To set the scene, I show an image from my institution of an engineering class, with half a dozen students clustered around a table, evidently talking through a task. I elicit a few ideas about what they are doing and then ask students to discuss the challenges of working in such groups. I then show a YouTube video (unfortunately not related to the image) of a group discussion, in which there is a rapid back and forth between the participants, and again I ask my students to comment on the challenges. I then present around five written extracts from interviews with international students:

·         “When [they] think the answer for the group discussion, we are still finding the word we don’t know, we still checking the dictionary” (Fisher & Kemsley, 2011)

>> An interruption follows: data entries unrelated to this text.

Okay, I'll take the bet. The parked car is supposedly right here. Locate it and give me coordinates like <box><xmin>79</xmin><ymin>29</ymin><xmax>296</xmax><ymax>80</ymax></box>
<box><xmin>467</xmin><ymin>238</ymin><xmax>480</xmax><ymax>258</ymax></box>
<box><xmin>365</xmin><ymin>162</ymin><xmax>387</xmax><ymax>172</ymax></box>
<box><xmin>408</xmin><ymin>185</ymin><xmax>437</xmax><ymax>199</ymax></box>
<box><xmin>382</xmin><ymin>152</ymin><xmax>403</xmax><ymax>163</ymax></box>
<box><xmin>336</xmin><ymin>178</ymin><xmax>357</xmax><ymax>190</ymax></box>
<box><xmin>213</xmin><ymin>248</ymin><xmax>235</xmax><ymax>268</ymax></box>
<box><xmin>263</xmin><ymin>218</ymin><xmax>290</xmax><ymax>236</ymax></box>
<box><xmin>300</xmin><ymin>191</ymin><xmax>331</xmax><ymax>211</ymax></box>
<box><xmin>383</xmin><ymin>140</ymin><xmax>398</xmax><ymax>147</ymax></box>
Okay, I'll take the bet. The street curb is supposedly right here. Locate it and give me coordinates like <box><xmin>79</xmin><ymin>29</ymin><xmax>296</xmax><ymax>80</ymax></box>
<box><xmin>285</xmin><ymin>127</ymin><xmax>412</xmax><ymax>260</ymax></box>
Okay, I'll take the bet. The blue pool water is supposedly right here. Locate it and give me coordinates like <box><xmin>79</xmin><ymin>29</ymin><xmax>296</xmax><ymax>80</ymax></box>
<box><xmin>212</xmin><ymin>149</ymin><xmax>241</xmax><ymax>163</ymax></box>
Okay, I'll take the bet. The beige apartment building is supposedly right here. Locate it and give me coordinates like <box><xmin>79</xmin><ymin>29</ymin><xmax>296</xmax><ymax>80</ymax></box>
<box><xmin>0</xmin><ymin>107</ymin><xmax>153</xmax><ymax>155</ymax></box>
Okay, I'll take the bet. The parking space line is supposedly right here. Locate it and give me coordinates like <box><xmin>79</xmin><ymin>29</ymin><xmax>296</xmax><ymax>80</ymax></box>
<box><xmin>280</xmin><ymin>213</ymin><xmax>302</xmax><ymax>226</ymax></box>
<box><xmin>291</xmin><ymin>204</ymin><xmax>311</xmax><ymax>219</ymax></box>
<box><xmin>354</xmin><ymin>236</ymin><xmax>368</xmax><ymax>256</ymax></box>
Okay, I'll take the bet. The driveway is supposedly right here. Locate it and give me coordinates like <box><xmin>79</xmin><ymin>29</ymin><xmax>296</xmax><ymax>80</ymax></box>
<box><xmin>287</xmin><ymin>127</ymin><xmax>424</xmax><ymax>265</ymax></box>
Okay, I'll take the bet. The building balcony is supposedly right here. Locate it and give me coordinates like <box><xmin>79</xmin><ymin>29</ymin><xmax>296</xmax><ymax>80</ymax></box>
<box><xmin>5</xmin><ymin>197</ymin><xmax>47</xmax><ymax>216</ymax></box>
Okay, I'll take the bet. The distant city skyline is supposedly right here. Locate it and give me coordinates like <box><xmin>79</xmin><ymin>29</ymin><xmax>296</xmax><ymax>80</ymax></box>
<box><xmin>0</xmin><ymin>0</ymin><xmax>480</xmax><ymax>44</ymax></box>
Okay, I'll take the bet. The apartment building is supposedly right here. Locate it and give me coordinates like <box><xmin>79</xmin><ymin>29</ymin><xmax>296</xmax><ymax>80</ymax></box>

In pairs, I ask students to write a brief (1-2 sentence) summary of the theme across the five extracts. Pairs provide feedback which we discuss together, coming up with an overall summary statement, such as: ‘In mainstream classes, English learners sometimes have trouble joining group discussions. They feel that there is no time and that other students don’t wait for them or give them a turn.’ Further discussion follows but at this point it may be a bit deflating. However, I reassure them that I will be teaching some useful techniques in the following weeks. I let the dust settle overnight and return to the topic the next day.

In phase two, I often proceed with an activity described in Ryan and Forrest (2016). I select a short video (about 3 minutes) of a naturally occurring multi-party conversation. I divide students into five groups and give each a particular question to take notes on. For instance:

·         Were there pauses between speakers? How long?

·         Did speakers pause in the middle of a turn?

·         How much of the time was more than one person speaking?

Among the things students will notice is that the gap between speakers is tiny. In fact, it is most frequently around two-tenths of a second – and quicker than it takes to formulate and express a very simple idea (Enfield, 2017). What this means is that speakers anticipate and gear up for forthcoming opportunities to speak (our topic for next month). As we’ll discuss next time, to do so they attend to intonation, grammar and actions to identify possible end points. I won’t delve into the other details here (see the works referenced above), but such activities alert students to crucial elements of turn-taking. They come to perceive turn-taking as a specific thing.

Equipped with this knowledge, they are (we hope) receptive to the types of micro-skills and other practice that we’ll discuss next time. These two lessons are likely their first ever classes focusing on the nature of turn-taking.

 

References

Enfield, N. J. (2017). How we talk: The inner workings of conversation. Basic Books.

Fisher, M. & Kemsley, K. (2011). [Student interviews] [Unpublished dataset]. Wintec, New Zealand.

Ryan, J. (2022). Listening in interaction: Understanding projection. In M. Reed & T. Jones (Eds.), Listening in the classroom: Teaching students how to listen (pp. 123-138). TESOL Press.

Ryan, J., & Forrest, L. (2015). Teaching turn-taking. Modern English Teacher, 24(4), 69-71.

Ryan, J., & Forrest, L. (2016). Teaching turn-taking: Part 2. Modern English Teacher, 25(1), 65-67.

Ryan, J., & Forrest, L. (2021). ‘No chance to speak’: Developing a pedagogical response to turn-taking problems. Innovation in language learning and teaching, 15(2), 103-116. https://doi.org/https://doi.org/10.1080/17501229.2019.1687709

Wong, J., & Waring, H. Z. (2021). Conversation analysis and second language pedagogy: A guide for ESL/EFL teachers (2nd ed.). Routledge.